Changes on template files inside volume not showing on Flask frontend

Question:

I am using a docker-compose Flask implementation with the following configuration

docker-compose:

version: '3'
services:
  dashboard:
    build:
      context: dashboard/
      args:
        APP_PORT: "8080"
    container_name: dashboard
    ports:
      - "8080:8080"
    restart: unless-stopped
    environment:
      APP_ENV: "prod"
      APP_DEBUG: "False"
      APP_PORT: "8080"
    volumes:
      - ./dashboard/:/usr/src/app

dashboard/Dockerfile:

FROM python:3.7-slim-bullseye

ENV PYTHONUNBUFFERED True

ARG APP_PORT

ENV APP_HOME /usr/src/app
WORKDIR $APP_HOME
COPY requirements.txt ./requirements.txt

RUN pip install --no-cache-dir -r requirements.txt

CMD exec gunicorn --bind :$APP_PORT --workers 1 --threads 8 --timeout 0 main:app

dashboard/main.py:

import os

from flask import Flask, render_template

app = Flask(__name__)

@app.route('/')
def index():
    return render_template('index.html')

If I apply any change to the index.html file in my host system using VSCode, these changes won’t apply when I refresh the page. However, I have tried getting into the container with docker exec -it dashboard bash and cat /usr/src/app/templates/index.html and they are reflected inside the container, since the volume is shared between the host and the container.

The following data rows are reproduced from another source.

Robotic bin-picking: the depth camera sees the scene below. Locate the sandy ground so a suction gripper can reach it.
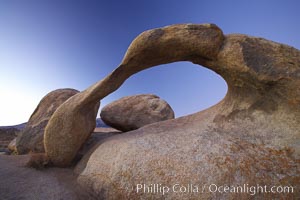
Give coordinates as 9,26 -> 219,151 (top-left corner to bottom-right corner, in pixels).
0,155 -> 94,200
0,128 -> 119,200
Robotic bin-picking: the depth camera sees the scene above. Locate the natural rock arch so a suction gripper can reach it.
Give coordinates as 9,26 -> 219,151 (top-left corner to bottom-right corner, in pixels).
44,24 -> 300,177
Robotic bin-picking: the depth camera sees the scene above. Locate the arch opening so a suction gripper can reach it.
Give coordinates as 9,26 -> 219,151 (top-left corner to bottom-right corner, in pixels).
98,61 -> 228,118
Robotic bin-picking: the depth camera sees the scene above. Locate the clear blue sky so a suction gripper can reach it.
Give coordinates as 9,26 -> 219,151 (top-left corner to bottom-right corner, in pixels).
0,0 -> 300,126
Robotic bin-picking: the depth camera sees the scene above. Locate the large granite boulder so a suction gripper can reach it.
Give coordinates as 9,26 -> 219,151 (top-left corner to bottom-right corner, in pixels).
45,24 -> 300,199
0,126 -> 20,152
16,88 -> 79,154
100,94 -> 174,132
71,24 -> 300,199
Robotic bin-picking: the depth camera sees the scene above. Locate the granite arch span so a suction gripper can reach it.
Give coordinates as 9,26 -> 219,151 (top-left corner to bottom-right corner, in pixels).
45,24 -> 300,199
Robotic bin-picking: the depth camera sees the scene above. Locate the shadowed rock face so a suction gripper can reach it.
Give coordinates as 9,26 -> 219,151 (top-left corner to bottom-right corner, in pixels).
100,94 -> 174,132
16,88 -> 79,154
46,24 -> 300,199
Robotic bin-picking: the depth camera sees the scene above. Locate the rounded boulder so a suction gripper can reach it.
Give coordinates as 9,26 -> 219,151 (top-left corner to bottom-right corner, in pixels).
100,94 -> 174,132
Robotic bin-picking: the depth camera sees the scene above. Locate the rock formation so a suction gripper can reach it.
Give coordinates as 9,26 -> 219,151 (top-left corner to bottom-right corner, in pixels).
46,24 -> 300,199
100,94 -> 174,132
0,126 -> 20,154
7,138 -> 17,154
16,89 -> 79,154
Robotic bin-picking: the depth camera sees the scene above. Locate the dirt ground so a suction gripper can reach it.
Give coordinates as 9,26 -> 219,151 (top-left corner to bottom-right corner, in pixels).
0,155 -> 95,200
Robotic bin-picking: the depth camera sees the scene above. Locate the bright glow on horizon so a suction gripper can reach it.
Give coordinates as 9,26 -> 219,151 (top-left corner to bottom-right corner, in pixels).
0,0 -> 300,126
0,85 -> 38,126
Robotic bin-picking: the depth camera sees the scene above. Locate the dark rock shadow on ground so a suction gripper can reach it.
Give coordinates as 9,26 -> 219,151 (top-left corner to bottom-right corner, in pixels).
0,128 -> 119,200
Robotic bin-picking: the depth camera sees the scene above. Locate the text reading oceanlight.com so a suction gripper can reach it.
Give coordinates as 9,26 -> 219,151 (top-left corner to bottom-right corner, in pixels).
135,183 -> 294,195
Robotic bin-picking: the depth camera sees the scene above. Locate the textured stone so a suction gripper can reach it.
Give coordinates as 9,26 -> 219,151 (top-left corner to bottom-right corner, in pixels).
44,91 -> 100,167
64,24 -> 300,199
16,89 -> 79,154
7,138 -> 17,153
100,94 -> 174,131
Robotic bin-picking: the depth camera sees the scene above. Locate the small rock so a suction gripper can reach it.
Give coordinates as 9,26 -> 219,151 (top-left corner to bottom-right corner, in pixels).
100,94 -> 174,131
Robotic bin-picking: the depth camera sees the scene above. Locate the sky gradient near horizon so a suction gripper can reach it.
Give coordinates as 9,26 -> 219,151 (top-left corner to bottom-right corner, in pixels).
0,0 -> 300,126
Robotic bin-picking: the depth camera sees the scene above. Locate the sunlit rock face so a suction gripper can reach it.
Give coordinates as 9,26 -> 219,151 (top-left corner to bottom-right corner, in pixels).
100,94 -> 175,132
46,24 -> 300,199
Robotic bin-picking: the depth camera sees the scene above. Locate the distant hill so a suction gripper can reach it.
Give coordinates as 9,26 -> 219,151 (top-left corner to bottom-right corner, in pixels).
96,118 -> 110,128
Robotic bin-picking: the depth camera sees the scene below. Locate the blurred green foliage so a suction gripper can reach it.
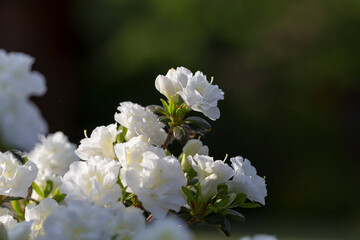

If I stop the container and run it again the changes are applied, but as I am working on frontend doing that all the time is pretty annoying.

Why the changes won’t show on the browser but they are replicated on the container?

Asked By: Luiscri

||

Answers:

You should use: TEMPLATES_AUTO_RELOAD=True

From https://flask.palletsprojects.com/en/2.0.x/config/

It appears that the templates are preloaded and won’t update until you enable this feature.

Answered By: SCcagg5

In Dockerfile you need to make a necessary modification. Right now you’re coping just requirements.txt.

WORKDIR $APP_HOME
COPY . . #you may just add necessary folders too instead coping everything 
RUN pip install --no-cache-dir -r requirements.txt

Let me know if that doesn’t work for you!